Big stickers that say "Naomi's Jam." That is what you need.

3:32 PM  
Anonymous Anonymous said...

Put a bill for the jam on his desk and a lock on your new jar should do it. I didn't make any blackberry jam this year and I ate all the black raspberry before Naomi could get home and take more.

6:19 AM  
Anonymous Anonymous said...

This one is simple, Naomi....Get a pretty jam label and mark on it, "Naomi Marshall". Underneath, another label, "I'll be opening the large can of whoop-ass in the other room if any of this is missing!" That should do 'er. Mary

10:05 AM  
Anonymous Anonymous said...

This is an easy one: Just a little Exlax mixed into the jar of jelly with your name on it brings justice to the workplace unlike anything else! (just don't forget you did that and make yourself a "delicious bagel" with that jelly) Dad

5:05 PM  
Anonymous Anonymous said...

1. Brian you are terrible.
2. I like your dads idea alot.
3. You have a very interesting life. :)

8:29 PM  
Blogger Rachel said...

1. Petroleum Jelly
2. Apricot Jam Jar
3. Rat Poison

Thought I'd stop with the Petroleum Jelly, didn't you? Go hard or go home, Naomi, that's how I was brought up.

Love,
Rachel

7:12 PM  
Blogger Laura said...

You have a lot more self-control than I do Naomi. I would have laid into that guy right then and there. What nerve! I don't leave anything in the office fridge anymore, but when I did I always wrote my name in big black marker all over it so there would be no confusion.

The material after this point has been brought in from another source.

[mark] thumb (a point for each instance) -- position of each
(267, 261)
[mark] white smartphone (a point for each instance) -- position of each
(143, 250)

...it kind of reminds of that episode of Friends when that guy eats Ross's turkey sandwich

7:59 AM  
Blogger Alison said...

More posts, Gromit!

8:57 AM  
Blogger christine said...

Note to self... never steal dad's jam. Its almost frightening how well Brian knows mom :)

6:54 AM  
Blogger Laura said...

Naomi, your last post was 5 months ago! What's up?! Don't you know that some of us need entertainment at work? ;)

12:42 PM  
Blogger Alison said...

IF YOU DON'T POST SOMETHING SOON, I'M GOING TO DO IT FOR YOU!!!!!!!!!!!!!

8:15 AM  
Anonymous Anonymous said...

yeah, post something! hasn't anything exciting happened in your life lately? say around 9pm last night?!